“Oh,” she said, “the joy of youth, the joy! Old Madame d’Arblay, the Louisville milliner, devised that pompon head-dress out of her own cleverness, and I remember my old Aunt Polly Ann Love tried to talk her down on the price. How it comes back, the intoxication of it, and the living. Drink deep, little Mab, it never offers twice. I seemed to have divined it never would be again.”

The girl looked from one woman to the other. Molly still pursued this thing called adulation, and Mrs. Leroy, big-hearted, simple-souled as she was, looked yearningly back on that which was gone.

Was this all, then? Was life forever after empty, except as with Mrs. Leroy, of duties that occupied but did not satisfy? And what of women who are neither beauties nor belles? What has life to offer them?

A vast depression came over the girl. And was this all? Both women bore witness that it was.

“I heard tell in those days,” Molly was saying to Mrs. Leroy, “of a dozen men in the South you might have married. How did you come”—curiously—“in the end to marry Captain Leroy, so much older, and so quiet, and—er—”

Charlotte was too simple to resent the question, which to her meant only affectionate interest. Besides, she was an egotist, and livened under talk of herself. She had no concealment; indeed, had she been cognizant of any skeleton in the family closet, it must speedily have lost its gruesomeness to her, so constantly would she have it out, annotating its anatomy to any who showed interest.

“Because he came to us in our trouble,” said Charlotte, “to mother and me when father died. He was shot, my father, you know, in a political quarrel on the street in Lexington, the year before the war. And Captain Georges came to us. We’d always known him. His father and my Uncle Spottswood Love operated the first brandy distillery in Kentucky. Captain Georges had brought me pretty things from New Orleans and Paris all my life. I meant never to marry, then; I’d been unhappy. But it turned out we were poor, and so when Georges said for me to marry him that he might care for mother and me, why—”
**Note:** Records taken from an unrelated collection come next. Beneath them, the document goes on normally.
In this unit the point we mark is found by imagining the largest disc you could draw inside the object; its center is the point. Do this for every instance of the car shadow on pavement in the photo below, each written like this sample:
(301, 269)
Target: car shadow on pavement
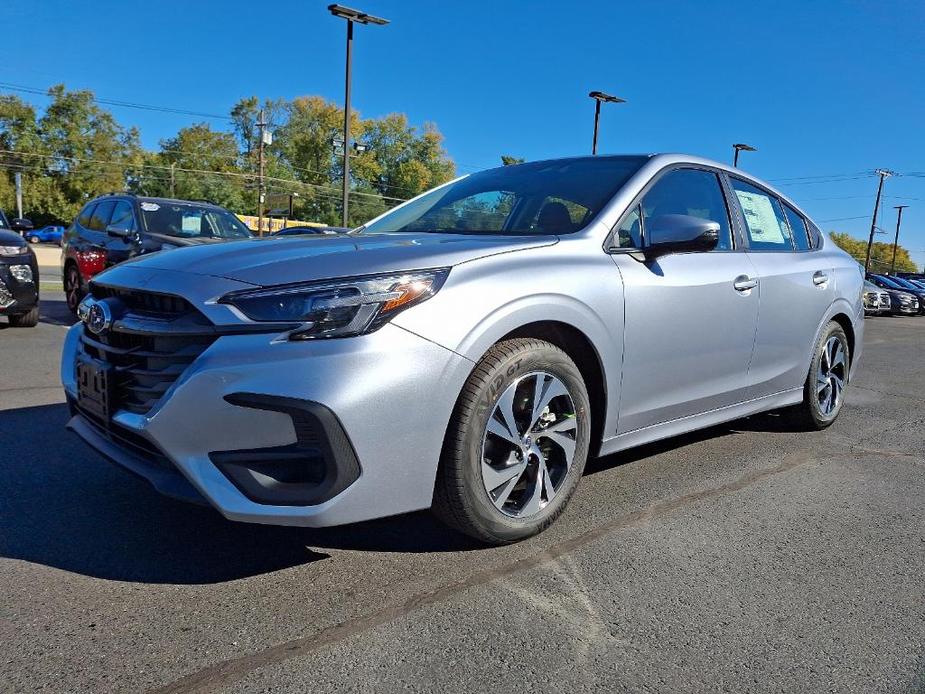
(55, 312)
(63, 505)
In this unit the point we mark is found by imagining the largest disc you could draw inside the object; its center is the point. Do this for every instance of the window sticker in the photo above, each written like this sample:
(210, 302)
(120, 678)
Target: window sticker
(760, 217)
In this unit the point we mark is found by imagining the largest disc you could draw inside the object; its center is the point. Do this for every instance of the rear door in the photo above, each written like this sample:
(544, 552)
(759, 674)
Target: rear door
(690, 317)
(796, 286)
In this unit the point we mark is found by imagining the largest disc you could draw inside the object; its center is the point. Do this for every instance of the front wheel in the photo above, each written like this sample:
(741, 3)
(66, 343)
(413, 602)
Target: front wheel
(517, 443)
(824, 390)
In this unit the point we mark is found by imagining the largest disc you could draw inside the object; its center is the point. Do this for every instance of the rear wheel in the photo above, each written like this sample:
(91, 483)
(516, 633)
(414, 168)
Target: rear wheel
(517, 444)
(72, 291)
(26, 320)
(824, 390)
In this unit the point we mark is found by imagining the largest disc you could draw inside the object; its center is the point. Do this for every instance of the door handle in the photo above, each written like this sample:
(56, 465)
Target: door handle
(743, 283)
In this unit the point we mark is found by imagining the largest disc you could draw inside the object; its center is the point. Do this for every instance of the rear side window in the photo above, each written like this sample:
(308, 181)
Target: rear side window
(84, 218)
(122, 218)
(100, 217)
(685, 191)
(765, 223)
(797, 228)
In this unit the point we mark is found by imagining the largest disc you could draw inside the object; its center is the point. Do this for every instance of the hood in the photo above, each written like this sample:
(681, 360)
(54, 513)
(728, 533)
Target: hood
(287, 259)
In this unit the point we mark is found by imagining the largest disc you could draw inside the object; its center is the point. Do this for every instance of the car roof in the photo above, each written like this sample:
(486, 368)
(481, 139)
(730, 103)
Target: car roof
(660, 160)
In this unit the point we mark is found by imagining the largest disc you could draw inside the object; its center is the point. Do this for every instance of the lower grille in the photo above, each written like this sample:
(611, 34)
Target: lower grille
(150, 346)
(126, 438)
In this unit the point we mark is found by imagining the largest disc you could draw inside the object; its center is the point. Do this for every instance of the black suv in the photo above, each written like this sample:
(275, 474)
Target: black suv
(19, 275)
(113, 228)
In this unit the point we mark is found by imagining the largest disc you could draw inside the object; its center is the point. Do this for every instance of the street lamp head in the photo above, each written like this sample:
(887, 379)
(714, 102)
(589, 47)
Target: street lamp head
(355, 15)
(608, 98)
“Oh,” breathed Alexina. It was denunciation. Certain scenes of childhood had burned into her memory, which she had interpreted later. Molly had not loved daddy, either.

“No one was ever so good, so nobly, generously good to a woman as Georges has been to me,” Mrs. Leroy was saying; “and even in our poverty he and Willy have managed, and kept it somehow from me, and long, oh, long ago, I came to love him dearly.”

The young arraigner, hearing, gazed unconvinced. She pushed the weight of her hair back off her forehead, as she always did when impatient. “Came to love him dearly.” With that mere affection which grows from association, and dependence and habit.